Présent dans l’ensemble des métropoles concernées par une ZFE, et dans 85% des communes entre 50 000 et 249 999 habitants, l’autopartage constitue une partie de la réponse aux besoins de mobilité. Il permet aussi et surtout de réduire l’emprise de la voiture en ville, ce qui est indispensable en parallèle à la transition énergétique, pour faire reculer la consommation d’énergie. Le baromètre 2022 de l’autopartage fait ressortir que le recours au véhicule partagé progresse en France (10% de croissance sur l’année 2021, malgré les restrictions liées à la crise sanitaire). En 2021, le total d’utilisateurs français s’est élevé à 323 000 personnes pour 12 677 véhicules. «On constate en outre que la flotte est plus récente et moins émettrice que la moyenne: 51 g/km contre 97g pour les véhicules particuliers neufs vendus en France en 2020», précise Virginie Boutueil, chercheuse au Laboratoire Ville, Mobilité, Transport de l’ENPC, et co-auteur du baromètre. Sachant qu’un véhicule en autopartage remplace 5 à 8 véhicules particuliers, selon une évaluation du bureau de recherche 6-t, le gain pour l’environnement n’est plus à démontrer. «La demande est particulièrement forte depuis 6 mois, y compris en dehors des grandes agglos. A côté des motifs économiques, à l’origine de plus de 80% des inscrits aux services d’autopartage, on observe la montée en puissance de la prise de conscience environnementale, en particulier chez les jeunes générations», déclare Jean-Baptiste Schmider, président de l’Association des acteurs de l’autopartage (AAA).

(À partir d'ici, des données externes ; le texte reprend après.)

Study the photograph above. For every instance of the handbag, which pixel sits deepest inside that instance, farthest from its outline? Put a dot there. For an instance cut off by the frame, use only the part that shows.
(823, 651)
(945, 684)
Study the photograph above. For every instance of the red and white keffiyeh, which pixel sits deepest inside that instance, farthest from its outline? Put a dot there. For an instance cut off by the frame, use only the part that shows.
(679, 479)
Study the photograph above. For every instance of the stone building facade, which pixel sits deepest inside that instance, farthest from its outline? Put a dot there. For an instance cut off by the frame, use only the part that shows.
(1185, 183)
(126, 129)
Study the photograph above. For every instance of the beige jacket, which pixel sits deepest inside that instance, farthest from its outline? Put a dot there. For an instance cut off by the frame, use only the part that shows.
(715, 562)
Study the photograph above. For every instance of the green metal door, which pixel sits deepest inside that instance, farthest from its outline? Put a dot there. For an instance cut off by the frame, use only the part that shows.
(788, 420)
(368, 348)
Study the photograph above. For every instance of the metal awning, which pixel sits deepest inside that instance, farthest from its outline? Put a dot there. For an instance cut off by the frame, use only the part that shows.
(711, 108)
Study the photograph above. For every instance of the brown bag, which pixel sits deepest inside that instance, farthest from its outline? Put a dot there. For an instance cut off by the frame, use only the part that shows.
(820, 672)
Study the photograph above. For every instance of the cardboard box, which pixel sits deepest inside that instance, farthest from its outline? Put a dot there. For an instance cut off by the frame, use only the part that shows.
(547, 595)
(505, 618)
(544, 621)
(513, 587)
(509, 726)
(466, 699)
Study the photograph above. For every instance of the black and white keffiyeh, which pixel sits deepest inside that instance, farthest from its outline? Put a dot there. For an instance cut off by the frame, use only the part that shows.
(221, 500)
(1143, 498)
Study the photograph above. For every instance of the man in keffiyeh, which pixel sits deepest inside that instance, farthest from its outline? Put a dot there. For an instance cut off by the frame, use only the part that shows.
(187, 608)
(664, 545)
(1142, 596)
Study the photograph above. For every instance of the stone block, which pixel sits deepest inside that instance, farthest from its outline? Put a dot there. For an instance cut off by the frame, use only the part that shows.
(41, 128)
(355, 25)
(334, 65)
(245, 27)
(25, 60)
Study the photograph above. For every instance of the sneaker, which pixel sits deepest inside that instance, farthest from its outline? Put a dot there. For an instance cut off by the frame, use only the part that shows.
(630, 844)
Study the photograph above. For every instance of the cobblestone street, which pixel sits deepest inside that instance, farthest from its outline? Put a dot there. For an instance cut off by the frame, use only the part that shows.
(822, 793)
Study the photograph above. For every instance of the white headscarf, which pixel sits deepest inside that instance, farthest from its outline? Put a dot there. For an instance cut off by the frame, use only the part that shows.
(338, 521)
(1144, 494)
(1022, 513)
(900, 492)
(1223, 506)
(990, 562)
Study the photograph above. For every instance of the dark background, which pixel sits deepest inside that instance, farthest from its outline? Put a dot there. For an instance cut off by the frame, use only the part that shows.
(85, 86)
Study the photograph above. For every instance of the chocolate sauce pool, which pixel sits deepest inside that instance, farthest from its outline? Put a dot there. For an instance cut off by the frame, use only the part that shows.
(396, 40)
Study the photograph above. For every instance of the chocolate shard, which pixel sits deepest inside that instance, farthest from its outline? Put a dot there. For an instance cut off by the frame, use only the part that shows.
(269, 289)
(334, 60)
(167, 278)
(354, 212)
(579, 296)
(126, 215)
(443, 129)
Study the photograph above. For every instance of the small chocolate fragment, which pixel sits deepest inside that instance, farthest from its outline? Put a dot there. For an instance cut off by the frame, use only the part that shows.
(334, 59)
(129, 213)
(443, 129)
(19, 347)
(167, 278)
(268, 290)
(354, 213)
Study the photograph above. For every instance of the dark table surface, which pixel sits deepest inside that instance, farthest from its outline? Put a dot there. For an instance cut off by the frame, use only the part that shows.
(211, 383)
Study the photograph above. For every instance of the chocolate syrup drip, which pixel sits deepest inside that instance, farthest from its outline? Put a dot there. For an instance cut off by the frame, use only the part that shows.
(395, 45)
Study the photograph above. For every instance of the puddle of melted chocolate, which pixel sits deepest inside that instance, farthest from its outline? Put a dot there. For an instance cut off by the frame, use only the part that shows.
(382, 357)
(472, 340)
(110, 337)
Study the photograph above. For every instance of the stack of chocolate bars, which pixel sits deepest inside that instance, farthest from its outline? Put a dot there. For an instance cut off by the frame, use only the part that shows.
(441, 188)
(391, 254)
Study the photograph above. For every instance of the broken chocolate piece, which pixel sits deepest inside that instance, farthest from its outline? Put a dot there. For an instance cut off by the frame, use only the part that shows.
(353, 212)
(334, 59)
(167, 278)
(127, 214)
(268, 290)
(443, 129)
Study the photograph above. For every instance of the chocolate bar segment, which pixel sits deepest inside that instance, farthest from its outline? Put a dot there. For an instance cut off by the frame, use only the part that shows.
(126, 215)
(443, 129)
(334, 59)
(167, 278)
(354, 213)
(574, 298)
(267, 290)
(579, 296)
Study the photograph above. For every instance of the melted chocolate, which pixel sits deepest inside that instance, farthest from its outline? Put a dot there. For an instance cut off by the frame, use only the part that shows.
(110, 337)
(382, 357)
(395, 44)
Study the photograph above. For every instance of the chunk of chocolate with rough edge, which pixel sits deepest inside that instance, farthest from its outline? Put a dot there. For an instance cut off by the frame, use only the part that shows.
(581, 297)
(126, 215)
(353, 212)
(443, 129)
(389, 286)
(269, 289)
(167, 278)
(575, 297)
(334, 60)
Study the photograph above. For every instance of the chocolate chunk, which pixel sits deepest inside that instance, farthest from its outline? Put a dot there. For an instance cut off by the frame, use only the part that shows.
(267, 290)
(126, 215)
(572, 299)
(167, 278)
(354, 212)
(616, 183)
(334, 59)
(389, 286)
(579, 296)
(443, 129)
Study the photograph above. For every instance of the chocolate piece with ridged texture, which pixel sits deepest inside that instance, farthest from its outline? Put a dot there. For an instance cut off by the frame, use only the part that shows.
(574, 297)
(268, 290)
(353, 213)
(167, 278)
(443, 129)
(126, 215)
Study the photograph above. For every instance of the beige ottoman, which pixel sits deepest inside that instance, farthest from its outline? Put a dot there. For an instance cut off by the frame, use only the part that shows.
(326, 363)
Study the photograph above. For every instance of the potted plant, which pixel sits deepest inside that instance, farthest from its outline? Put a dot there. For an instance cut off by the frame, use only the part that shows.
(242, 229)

Des chiffres à comparer avec la situation en Allemagne, où les utilisateurs sont dix fois plus nombreux (3,4 millions) pour une flotte de 30 000 véhicules. En haut du classement, Karlsruhe dispose ainsi de 4,4 véhicules en autopartage pour 1000 habitants, alors qu’aucune intercommunalité française n’atteint la barre symbolique de 1 véhicule pour 1000 habitants. La marge de progression est donc importante en France, et les professionnels de l’autopartage, réunis depuis 3 ans au sein d’une association, sont bien décidés à faire valoir leurs arguments auprès des pouvoirs publics. Organisée le 9 novembre à l’Hôtel de Ville de Paris, la journée nationale de l’autopartage, a donné l’occasion d’échanger sur la place de cette solution dans l’organisation des mobilités. Encore trop souvent confondu avec le covoiturage, l’autopartage semble absent des politiques publiques, alors que, paradoxalement, de nombreux services fonctionnent sans concours public. «Malgré la compétence qui leur a été attribuée par la LOM, les AOM et leurs services de transport ne savent pas forcément comment s’y prendre pour organiser un service d’autopartage sur leur territoire. Il faut au préalable bien définir les besoins et les objectifs du projet. Il faut aussi garder à l’esprit certaines contradictions qui n’ont pas été levées par la LOM: la gouvernance relève de l’intercommunalité, mais sur le terrain, ce sont les communes qui fixent la redevance et définissent les règles de stationnement», souligne Jean-Baptiste Schmider. Autre écueil, celui de l’électrification : «l’autopartage électrique n’a pas encore de modèle économique. Les collectivités n’ont pas vocation à financer les infrastructures de charge, et les opérateurs de bornes se rémunèrent sur les temps de charge. De plus, il faut prévoir les solutions de charge en cours de location pour les usagers, ce qui modifie le parcours client.» Les promoteurs de l’autopartage préfèrent mettre l’accent sur le fait que système est vertueux, même en thermique, et permet d’encourager l’évolution des choix de mobilité.